Four scholarships at the University of Oregon are under fire from the Equal Protection Project, a conservative legal group that is challenging universities nationwide for considering race or gender when issuing such awards.
The EPP filed a complaint March 4 with the U.S. Department of Education’s Office of Civil Rights, alleging two UO scholarships violated Title VI by prioritizing students for scholarships based on their race, and two others violated Title IX by being open only to women. “The Office for Civil Rights has the power…to impose whatever remedial relief is necessary to hold [UO] accountable for that unlawful conduct,” wrote EPP attorney and founder William Jacobson.
In the month since, three of the scholarships remain intact, but UO appears to have changed eligibility requirements for the Andrea Gellatly Memorial Scholarship. The $1,000 scholarship, originally awarded to “a woman beginning her final year” at the Clark Honors College, is now for “a student beginning the final year.” It’s not immediately clear if the changing of requirements was in response to the EPP complaint.

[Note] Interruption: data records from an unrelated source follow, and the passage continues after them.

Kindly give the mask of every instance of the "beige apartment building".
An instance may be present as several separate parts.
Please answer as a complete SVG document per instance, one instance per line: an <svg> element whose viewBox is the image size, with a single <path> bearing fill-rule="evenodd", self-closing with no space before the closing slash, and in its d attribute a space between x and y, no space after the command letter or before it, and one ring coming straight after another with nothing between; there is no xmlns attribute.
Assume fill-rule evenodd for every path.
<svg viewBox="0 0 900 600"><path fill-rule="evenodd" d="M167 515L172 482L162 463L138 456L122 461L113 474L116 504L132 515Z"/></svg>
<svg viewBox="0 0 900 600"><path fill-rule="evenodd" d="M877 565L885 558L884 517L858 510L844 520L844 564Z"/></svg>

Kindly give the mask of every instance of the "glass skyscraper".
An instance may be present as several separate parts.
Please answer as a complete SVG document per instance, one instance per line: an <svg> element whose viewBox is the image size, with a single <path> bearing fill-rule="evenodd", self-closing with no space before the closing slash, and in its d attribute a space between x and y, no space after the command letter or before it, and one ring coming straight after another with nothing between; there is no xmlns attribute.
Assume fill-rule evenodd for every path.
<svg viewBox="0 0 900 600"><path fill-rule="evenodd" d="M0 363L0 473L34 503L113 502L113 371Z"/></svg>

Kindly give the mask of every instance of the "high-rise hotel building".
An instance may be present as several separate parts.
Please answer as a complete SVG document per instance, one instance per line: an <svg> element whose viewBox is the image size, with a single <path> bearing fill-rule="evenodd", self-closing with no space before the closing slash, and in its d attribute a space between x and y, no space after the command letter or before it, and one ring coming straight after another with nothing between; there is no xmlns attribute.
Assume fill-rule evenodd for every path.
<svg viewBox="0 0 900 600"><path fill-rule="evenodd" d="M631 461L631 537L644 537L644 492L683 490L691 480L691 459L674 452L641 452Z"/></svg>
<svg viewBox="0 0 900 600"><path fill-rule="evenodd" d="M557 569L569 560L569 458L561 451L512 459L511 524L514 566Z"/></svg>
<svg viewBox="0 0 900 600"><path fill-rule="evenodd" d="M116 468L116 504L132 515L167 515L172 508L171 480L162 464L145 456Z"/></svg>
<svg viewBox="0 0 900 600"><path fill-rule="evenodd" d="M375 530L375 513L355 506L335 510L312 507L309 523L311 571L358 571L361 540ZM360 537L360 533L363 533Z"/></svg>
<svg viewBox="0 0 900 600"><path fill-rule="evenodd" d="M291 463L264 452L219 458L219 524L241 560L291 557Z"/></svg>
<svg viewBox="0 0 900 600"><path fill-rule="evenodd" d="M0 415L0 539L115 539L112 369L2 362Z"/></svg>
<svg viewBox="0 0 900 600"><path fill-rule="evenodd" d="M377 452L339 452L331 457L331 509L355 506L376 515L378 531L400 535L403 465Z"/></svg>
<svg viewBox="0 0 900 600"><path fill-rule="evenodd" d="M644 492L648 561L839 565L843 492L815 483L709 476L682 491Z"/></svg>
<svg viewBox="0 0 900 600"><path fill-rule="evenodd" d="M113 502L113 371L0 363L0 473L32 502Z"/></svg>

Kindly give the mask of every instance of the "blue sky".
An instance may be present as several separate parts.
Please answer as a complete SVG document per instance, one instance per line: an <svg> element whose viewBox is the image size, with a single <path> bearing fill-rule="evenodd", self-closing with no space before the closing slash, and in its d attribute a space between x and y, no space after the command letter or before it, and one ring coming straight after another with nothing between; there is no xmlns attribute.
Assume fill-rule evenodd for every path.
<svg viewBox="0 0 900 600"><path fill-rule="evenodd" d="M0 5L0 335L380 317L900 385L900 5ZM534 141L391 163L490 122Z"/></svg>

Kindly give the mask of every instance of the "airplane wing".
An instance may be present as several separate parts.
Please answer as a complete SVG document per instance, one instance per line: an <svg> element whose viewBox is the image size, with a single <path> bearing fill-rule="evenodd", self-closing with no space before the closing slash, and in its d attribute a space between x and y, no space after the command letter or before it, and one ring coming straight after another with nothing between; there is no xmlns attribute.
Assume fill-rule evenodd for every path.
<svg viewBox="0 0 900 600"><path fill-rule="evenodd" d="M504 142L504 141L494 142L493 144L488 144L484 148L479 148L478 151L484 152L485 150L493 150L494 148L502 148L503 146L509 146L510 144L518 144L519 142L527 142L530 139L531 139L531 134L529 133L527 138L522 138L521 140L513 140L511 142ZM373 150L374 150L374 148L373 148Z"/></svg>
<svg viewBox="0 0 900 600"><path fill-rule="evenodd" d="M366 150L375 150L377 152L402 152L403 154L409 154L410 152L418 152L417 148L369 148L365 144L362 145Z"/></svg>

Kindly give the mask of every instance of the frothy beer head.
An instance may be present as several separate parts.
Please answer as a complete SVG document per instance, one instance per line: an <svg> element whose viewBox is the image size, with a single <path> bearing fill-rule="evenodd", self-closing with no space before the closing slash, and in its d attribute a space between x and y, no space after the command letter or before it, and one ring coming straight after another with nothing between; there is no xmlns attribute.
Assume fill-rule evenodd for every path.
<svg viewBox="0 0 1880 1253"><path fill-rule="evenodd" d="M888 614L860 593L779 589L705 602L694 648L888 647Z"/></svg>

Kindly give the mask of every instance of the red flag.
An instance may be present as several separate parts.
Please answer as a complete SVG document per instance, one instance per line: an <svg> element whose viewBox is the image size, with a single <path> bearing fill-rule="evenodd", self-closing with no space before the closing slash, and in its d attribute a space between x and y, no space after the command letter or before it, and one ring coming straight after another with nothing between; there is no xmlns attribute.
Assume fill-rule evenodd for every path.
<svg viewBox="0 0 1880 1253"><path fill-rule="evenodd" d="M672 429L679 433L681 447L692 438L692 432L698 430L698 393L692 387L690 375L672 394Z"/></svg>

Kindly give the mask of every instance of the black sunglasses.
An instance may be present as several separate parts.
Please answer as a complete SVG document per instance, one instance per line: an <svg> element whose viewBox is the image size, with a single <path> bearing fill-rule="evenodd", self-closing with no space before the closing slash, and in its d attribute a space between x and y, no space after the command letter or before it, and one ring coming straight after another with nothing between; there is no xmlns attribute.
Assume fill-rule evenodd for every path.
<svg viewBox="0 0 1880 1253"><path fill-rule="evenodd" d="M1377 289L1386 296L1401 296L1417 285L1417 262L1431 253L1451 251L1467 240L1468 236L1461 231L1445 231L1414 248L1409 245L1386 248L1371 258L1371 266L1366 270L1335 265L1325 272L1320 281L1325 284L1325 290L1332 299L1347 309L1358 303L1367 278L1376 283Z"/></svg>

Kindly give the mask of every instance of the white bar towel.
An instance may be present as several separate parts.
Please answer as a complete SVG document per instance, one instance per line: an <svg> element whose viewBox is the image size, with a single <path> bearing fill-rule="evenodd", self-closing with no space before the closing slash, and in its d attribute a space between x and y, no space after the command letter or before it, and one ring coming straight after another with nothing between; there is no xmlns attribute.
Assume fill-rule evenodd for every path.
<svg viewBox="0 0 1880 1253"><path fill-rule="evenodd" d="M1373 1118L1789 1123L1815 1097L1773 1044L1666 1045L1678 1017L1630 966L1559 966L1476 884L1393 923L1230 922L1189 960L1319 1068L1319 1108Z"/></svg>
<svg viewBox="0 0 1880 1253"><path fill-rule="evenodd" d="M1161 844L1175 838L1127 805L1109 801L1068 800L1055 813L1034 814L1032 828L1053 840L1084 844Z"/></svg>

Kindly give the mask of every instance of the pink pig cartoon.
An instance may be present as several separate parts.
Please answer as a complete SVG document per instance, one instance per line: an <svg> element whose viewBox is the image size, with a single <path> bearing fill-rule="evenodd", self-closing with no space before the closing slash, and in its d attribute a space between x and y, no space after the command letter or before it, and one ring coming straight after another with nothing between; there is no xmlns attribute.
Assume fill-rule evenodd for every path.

The complaint comes at a time when UO, among dozens of other universities, is under federal investigation for alleged race-based discrimination. In a Feb. 14 letter, the DOE threatened to withhold federal funding from universities that didn’t comply with eliminating race-based scholarships and programs.
UO spokesman Eric Howald says the university has not received official notification of a filed complaint but will respond if a review is opened.
“We have recently reviewed all of our practices,” Howald says, “and believe that the University of Oregon is in compliance with the law.”